Why are Muni Bonds Not Popular In India?
The first bond issue was launched in India by Bengaluru municipal corporation (MC) in 1997, followed by Ahmedabad MC in 1998.
Between 1997 and 2013, only 22 issues for municipal bonds (munis) were launched – raising Rs 1353 crores in total, a paltry figure compared to the overall finances of MCs.
Thanks to the government’s increasing focus on progressive financing for municipal corporations, between 2014 and 2022, MCs raised Rs 4898 crores through these bonds. Yet, Indian municipalities stand nowhere when compared to advanced countries.
Mature economies usually have a more decentralised financing mechanism. In the US, the municipal debt stands at $ 4 trillion, nearly 16% of the country’s GDP.
In India, the total borrowing of municipal corporations stood at just 0.05 per cent of the GDP, most of which was from state governments and banks.
Between 1997 and the mid-2000s, India’s municipalities continued to raise funds from capital markets, but with the launch of ‘Jawaharlal Nehru National Urban Renewal Mission’, grants again became the primary source of funding.

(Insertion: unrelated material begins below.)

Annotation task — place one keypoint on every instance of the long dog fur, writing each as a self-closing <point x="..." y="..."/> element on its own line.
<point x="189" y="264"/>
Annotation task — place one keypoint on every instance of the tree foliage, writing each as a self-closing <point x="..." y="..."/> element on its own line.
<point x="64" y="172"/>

Indian municipalities, on the other hand, primarily rely on government grants-in-aid and government loans. Further existing laws also make it challenging to raise money from capital markets. In addition, there is significant red tape when it comes to bond raising, in terms of getting the required permissions from the state, repayment periods, instruments used, etc.
Indian laws in their current form don’t have enough provisions in terms of bankruptcy protections, making municipalities and states hesitant to raise debt or allow raising debt, respectively.

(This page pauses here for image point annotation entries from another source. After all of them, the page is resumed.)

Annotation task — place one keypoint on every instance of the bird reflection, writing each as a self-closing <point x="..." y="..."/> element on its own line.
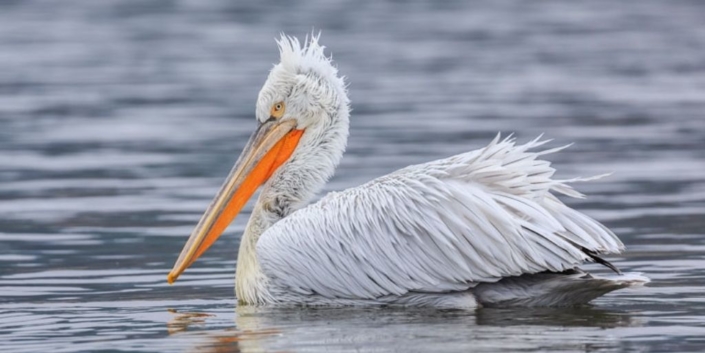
<point x="259" y="329"/>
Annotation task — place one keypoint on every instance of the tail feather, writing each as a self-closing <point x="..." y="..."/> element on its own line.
<point x="570" y="288"/>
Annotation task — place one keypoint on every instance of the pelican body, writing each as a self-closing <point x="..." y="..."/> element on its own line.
<point x="480" y="228"/>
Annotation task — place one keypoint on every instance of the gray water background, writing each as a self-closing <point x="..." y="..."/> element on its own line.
<point x="120" y="119"/>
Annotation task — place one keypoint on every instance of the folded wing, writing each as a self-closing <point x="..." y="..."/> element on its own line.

According to an RBI report, “Municipal Corporations (MCs) in India are required by law to maintain a balanced/surplus budget and hence, they have not been able to tap capital markets sufficiently to supplement their revenues. They have remained dependent on State and Central government transfers.”
Indian municipal corporations are also plagued with inefficiencies and limited opportunities to increase revenues. It becomes difficult to pay back the bonds without adequate revenues from the capital expenditures made using borrowed money.

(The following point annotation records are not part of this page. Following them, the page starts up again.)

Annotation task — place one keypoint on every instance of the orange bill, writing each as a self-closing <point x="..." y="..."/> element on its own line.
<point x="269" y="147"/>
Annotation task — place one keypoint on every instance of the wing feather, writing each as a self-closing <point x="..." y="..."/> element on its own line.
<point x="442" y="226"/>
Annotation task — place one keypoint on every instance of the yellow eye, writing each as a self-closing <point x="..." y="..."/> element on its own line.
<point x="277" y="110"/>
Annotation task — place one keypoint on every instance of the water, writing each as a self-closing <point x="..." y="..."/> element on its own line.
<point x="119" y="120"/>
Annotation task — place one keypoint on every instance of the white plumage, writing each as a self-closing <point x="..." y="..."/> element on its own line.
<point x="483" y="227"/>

An RBI paper released last year said that the 201 MCs that were analysed had their own tax revenue stand anywhere between 30-35% of total receipts, and property tax alone made up 14 per cent of total receipts. After the Goods and Services Tax (GST) launch, other taxes like octroi became obsolete. As a result, MCs in India are dependent on property taxes.
Government Encourages Muni Bonds
The Indian government has been working on incentivising municipal corporations to raise more money through capital markets.
One of these incentives is the provision of aid at the rate of Rs 13 crore for every Rs 100 crore of bonds issued under the Atal Mission for Rejuvenation and Urban Transformation (AMRUT) programme.
Earlier, the government had introduced pooled funding mechanisms to help financially weak municipalities raise capital. In 2015, the Securities and Exchange Board of India (SEBI) passed regulations to encourage the launching of muni bond offerings.
These issues have contributed to a stagnated muni bond market in India. Issuance of debt from capital markets would incentivise municipalities to fund new projects and improve civic infrastructure while forcing them to cut down on flab and become financially disciplined. Today, several other cities are exploring fundraising through bonds as well.